The William Lloyd Garrison School

 

Between Grand Concourse and Walton Avenue, E.144th and E.146th Streets

C.B.J. Snyder

1899


At the turn of the twentieth century, “English Collegiate Gothic” seemed likely to become the only acceptable style for a serious American academic building.  Not just anglophile Princeton and Yale, but the University of Chicago, and even New York’s free City College, were undertaking medievalization, in the Oxford-Cambridge manner, of their campuses. New York Board of Education architect C.B.J. Snyder saw to it that many of the city’s new public high schools followed the fashion— Erasmus Hall in Brooklyn, Curtis on Staten Island, and Morris High in the Bronx, whose immense crenellated tower can be seen over the rooftops from Hunt’s Point and still further east.

 

Just before building Morris, Snyder assayed the Oxbridge style at an elementary school erected a short distance to the south, in Mott Haven.  PS 31—now the William Lloyd Garrison School—lacks the dramatic massing of the high school. Essentially a five-story rectangular box, its symmetrical facade has nevertheless been articulated with extreme clarity.  Three bays stand on either side of a central tower that holds the arched entry—a ubiquitous Collegiate-style reference to a medieval gatehouse. Narrow octagonal piers run up alongside the tower, rising above its parapet in protruding turrets.
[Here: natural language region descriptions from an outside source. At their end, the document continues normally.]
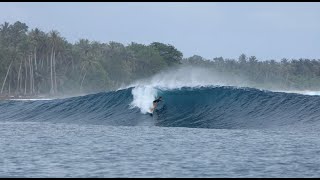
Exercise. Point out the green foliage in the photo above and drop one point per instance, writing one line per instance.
(302, 74)
(44, 63)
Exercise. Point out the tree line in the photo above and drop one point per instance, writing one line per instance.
(34, 62)
(293, 74)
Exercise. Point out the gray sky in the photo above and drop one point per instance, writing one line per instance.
(269, 30)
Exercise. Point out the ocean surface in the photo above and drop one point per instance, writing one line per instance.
(212, 131)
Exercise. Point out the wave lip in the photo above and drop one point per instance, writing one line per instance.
(212, 107)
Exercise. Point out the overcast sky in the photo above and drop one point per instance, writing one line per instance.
(270, 30)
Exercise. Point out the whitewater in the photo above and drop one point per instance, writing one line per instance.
(206, 126)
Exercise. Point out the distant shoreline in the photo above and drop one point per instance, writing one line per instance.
(24, 97)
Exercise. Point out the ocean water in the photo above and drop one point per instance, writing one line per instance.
(195, 132)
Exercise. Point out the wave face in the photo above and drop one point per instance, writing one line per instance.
(194, 107)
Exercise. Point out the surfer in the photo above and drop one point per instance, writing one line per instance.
(155, 103)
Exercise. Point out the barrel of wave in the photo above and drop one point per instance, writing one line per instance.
(143, 97)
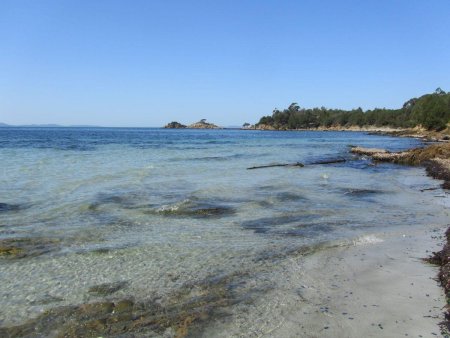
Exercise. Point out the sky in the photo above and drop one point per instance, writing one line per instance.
(145, 63)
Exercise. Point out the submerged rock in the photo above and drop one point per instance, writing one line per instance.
(4, 207)
(180, 315)
(107, 288)
(15, 248)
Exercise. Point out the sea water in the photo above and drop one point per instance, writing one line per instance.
(156, 213)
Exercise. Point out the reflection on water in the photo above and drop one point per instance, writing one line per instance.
(136, 217)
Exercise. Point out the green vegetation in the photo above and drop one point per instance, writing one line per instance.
(431, 111)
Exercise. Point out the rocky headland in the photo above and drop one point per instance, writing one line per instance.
(174, 125)
(202, 124)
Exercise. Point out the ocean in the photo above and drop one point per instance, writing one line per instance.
(173, 222)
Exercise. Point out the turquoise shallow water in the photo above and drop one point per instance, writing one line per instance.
(158, 211)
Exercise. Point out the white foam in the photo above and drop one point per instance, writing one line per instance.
(367, 239)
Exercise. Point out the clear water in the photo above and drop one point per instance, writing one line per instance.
(161, 210)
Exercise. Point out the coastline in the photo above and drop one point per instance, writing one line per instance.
(324, 283)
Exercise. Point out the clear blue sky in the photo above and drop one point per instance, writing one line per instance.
(146, 63)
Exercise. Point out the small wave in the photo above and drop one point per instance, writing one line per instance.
(195, 209)
(367, 239)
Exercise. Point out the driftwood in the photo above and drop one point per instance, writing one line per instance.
(336, 160)
(298, 164)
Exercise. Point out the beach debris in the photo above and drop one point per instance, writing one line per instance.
(435, 158)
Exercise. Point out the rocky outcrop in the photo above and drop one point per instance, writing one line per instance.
(202, 124)
(435, 158)
(174, 125)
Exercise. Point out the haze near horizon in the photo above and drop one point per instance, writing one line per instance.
(146, 63)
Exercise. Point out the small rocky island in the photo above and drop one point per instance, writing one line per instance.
(202, 124)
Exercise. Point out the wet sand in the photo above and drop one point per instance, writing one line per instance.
(370, 289)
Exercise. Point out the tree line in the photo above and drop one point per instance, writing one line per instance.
(431, 111)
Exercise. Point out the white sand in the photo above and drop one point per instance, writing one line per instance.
(370, 289)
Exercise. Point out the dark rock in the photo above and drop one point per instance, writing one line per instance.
(14, 248)
(4, 207)
(107, 288)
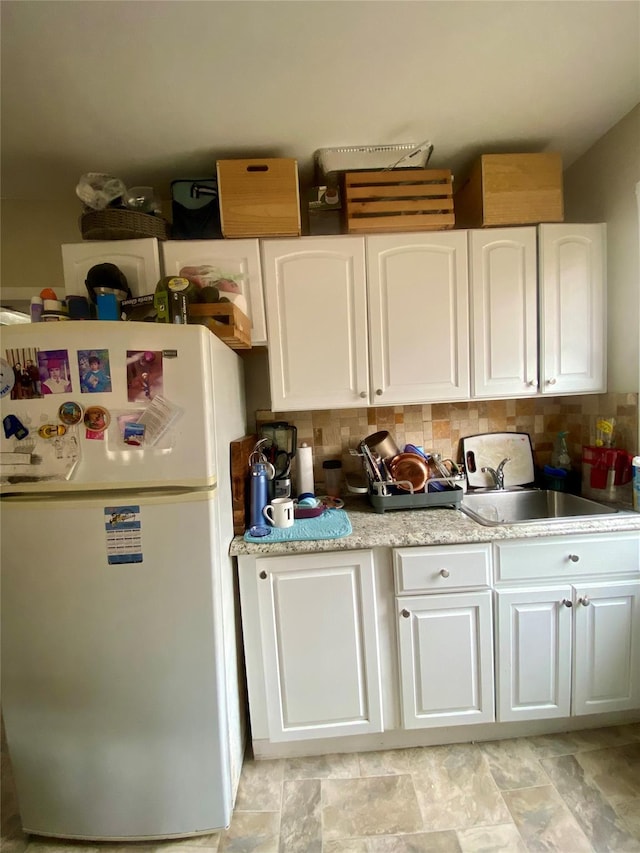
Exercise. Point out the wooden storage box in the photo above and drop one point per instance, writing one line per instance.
(511, 189)
(259, 198)
(398, 200)
(225, 320)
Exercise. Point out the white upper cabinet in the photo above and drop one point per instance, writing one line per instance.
(139, 260)
(418, 317)
(504, 312)
(572, 277)
(237, 260)
(316, 300)
(345, 334)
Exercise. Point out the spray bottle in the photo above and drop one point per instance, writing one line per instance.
(560, 457)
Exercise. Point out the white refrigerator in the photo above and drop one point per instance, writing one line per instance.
(121, 667)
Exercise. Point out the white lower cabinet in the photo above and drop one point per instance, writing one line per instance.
(318, 642)
(607, 647)
(568, 649)
(444, 640)
(533, 672)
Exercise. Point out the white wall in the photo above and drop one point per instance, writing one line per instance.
(32, 233)
(601, 187)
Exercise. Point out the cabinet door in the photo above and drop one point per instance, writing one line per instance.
(418, 317)
(504, 312)
(139, 260)
(534, 653)
(446, 659)
(238, 260)
(607, 648)
(315, 293)
(318, 627)
(572, 308)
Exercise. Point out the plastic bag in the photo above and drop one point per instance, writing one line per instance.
(98, 191)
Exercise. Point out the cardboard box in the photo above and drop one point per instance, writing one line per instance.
(259, 198)
(511, 189)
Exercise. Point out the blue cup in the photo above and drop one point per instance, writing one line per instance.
(107, 305)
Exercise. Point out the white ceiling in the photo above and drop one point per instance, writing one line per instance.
(154, 91)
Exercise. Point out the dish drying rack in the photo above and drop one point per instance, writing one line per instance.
(385, 493)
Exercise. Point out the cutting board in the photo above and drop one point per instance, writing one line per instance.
(489, 449)
(240, 451)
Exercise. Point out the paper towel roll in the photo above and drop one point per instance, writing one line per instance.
(304, 469)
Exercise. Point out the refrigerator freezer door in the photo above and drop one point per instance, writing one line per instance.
(112, 681)
(144, 364)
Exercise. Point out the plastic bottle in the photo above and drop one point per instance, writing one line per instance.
(635, 462)
(258, 499)
(560, 457)
(36, 308)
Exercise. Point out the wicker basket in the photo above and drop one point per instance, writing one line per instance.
(120, 224)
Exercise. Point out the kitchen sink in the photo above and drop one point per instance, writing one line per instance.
(529, 506)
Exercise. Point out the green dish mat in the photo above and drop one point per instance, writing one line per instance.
(332, 524)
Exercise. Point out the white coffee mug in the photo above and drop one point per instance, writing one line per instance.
(280, 512)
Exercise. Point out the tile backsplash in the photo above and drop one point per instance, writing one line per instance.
(439, 427)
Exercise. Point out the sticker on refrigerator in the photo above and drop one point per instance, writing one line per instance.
(95, 372)
(144, 375)
(23, 363)
(53, 368)
(124, 534)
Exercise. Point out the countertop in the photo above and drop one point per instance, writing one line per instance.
(432, 526)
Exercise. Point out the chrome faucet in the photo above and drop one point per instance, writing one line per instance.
(497, 473)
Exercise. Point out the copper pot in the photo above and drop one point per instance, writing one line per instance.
(411, 467)
(383, 444)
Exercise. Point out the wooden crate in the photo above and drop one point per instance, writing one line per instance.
(511, 189)
(398, 200)
(225, 320)
(259, 198)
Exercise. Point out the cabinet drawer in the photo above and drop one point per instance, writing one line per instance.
(436, 569)
(565, 557)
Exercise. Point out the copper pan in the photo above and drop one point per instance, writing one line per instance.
(411, 467)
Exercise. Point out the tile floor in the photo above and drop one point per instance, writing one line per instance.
(570, 793)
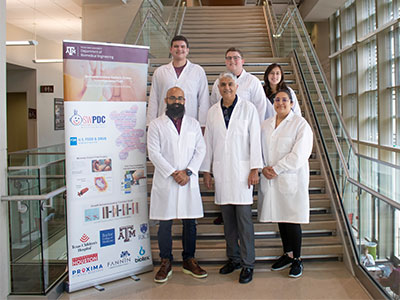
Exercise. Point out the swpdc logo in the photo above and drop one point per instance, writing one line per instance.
(87, 270)
(87, 121)
(141, 257)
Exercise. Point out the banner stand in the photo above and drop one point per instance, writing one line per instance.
(105, 143)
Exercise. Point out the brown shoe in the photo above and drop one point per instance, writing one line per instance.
(164, 272)
(190, 266)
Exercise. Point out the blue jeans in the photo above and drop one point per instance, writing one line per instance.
(188, 239)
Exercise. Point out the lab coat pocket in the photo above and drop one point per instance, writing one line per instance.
(244, 171)
(285, 144)
(287, 184)
(217, 171)
(190, 141)
(239, 128)
(194, 182)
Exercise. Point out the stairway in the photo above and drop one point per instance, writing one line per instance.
(210, 31)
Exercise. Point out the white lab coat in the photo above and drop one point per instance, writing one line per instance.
(296, 106)
(170, 151)
(192, 81)
(287, 149)
(250, 89)
(233, 152)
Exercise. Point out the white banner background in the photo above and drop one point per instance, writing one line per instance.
(107, 210)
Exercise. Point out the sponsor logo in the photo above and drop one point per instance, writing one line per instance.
(107, 237)
(126, 233)
(87, 270)
(84, 238)
(144, 233)
(73, 141)
(124, 259)
(70, 50)
(142, 257)
(92, 214)
(143, 227)
(76, 119)
(81, 260)
(85, 244)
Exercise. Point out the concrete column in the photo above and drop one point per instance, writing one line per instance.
(4, 242)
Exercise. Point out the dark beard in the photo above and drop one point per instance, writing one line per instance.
(175, 111)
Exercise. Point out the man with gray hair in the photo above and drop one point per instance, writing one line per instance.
(233, 155)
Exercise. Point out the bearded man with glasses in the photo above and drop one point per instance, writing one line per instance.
(176, 148)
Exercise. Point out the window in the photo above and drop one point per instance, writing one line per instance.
(349, 24)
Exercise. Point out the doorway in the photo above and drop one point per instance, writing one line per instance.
(17, 122)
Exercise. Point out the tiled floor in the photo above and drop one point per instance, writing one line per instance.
(320, 280)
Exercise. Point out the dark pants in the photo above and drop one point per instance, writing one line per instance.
(238, 225)
(188, 239)
(291, 238)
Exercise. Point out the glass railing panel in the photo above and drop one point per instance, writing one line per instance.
(36, 180)
(38, 245)
(54, 243)
(380, 177)
(26, 248)
(38, 156)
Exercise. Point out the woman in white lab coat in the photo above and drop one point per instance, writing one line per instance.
(274, 80)
(286, 141)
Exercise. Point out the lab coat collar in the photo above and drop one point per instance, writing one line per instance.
(168, 122)
(287, 119)
(171, 66)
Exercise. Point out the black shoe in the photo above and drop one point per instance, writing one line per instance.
(229, 267)
(283, 262)
(297, 268)
(218, 220)
(246, 275)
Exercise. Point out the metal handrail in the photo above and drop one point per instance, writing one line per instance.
(269, 33)
(19, 168)
(47, 196)
(378, 161)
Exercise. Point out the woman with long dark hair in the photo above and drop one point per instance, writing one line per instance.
(286, 141)
(274, 80)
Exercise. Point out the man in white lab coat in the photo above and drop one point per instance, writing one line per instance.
(250, 88)
(176, 148)
(233, 156)
(182, 73)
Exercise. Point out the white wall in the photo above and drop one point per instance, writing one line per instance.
(46, 74)
(4, 254)
(107, 21)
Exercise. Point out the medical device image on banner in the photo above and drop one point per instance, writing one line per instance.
(105, 141)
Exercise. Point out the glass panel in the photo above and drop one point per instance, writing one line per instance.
(37, 228)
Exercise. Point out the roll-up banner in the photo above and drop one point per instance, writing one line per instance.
(105, 141)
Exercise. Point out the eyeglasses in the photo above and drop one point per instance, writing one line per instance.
(283, 100)
(173, 98)
(232, 57)
(229, 84)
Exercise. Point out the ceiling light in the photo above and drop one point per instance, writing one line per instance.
(22, 43)
(47, 61)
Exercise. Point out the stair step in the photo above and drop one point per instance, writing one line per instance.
(209, 229)
(271, 253)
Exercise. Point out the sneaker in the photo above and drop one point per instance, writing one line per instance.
(282, 263)
(229, 267)
(164, 272)
(191, 266)
(218, 220)
(297, 268)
The crisp skyline profile continues in the gables—two at the ends pointed, four between curved in the Elizabethan manner. Lower down, the facade is tied together horizontally by a thick limestone band at the third story, over which runs a molding strung with tiny grotesque medieval heads—for the school children who notice them, a small delight, one imagines, like their “castle” itself.

 

But what catch everyone’s eye at PS 31—as they catch the morning sun on the ridge-top building—are the 28 sets of windows banked on the faces of the bays and tower. Thick limestone mullions separate the tall, narrow lights, assembled in groups of five (or four on the tower). The mass of glazing is another allusion the Tudor university, where “Perpendicular”-style Gothic windows, with rectilinear rather than curving Continental tracery, provide veritable walls of glass. Historical reference, however, is not the whole explanation.

 

To understand, we need to glance back at Charles Snyder, a rare hero of bureaucratic architecture, and his Herculean task. When he was appointed Superintendent of School Buildings in 1891, New York (and the annexed districts of the Bronx) was caught in a towering wave of new immigration. Since 1880, the population had risen by a quarter, and would go up by another thirty-five percent in the next decade. The population of Mott Haven rose by 86 percent from 1892 to 1900 alone, with one third of the residents foreign born. For Snyder, who inherited a frighteningly inadequate set of schools, this meant a program of incessant building simply to provide at least a half-day’s education for most of the city’s children. While PS 31 was under construction, no fewer than twenty-one other Snyder schools were going up. Nevertheless, on the day it opened in 1899, the New York Times reported a “siege,” beginning at seven in the morning, of parents and children hoping to claim a desk.

 

A shortage of seats was not Snyder’s only problem. Urban school buildings, often crammed between tenements in mid-block locations, faced walls and depended on gaslights at midday. “[The] twilight gloom of one class-room,” an observer reported, “is such that the teacher cannot see the faces of her pupils.” Snyder took on the New York school as a special design challenge. Even as he accelerated construction with the use of steel frames, and bought up neighboring properties to free air space, he developed new building footprints—the H, the E, the I—which created courtyards outside the classrooms. Of particular concern were windows: “I believe that a schoolroom should be lighted from one single source of light stretching...from the rear to within 4 ft. or so of the front of the room at the left side of the pupils, and not by a series of windows alternating with brick and stone piers....”

 

So Snyder’s turn away from the arched Romanesque Revival style of his predecessor’s schools—which he himself had used in his first building, PS 67, the old High School of Performing Arts—was supremely functional.  Over thirty-two years, he designed 140 elementary schools in a delightful variety of styles—Dutch Colonial, French Renaissance, and, eminently, Collegiate Gothic. And anyone who has ever attended a Snyder school will remember the classroom’s towering double-hung windows, requiring a long hooked pole and a self-important “window monitor.”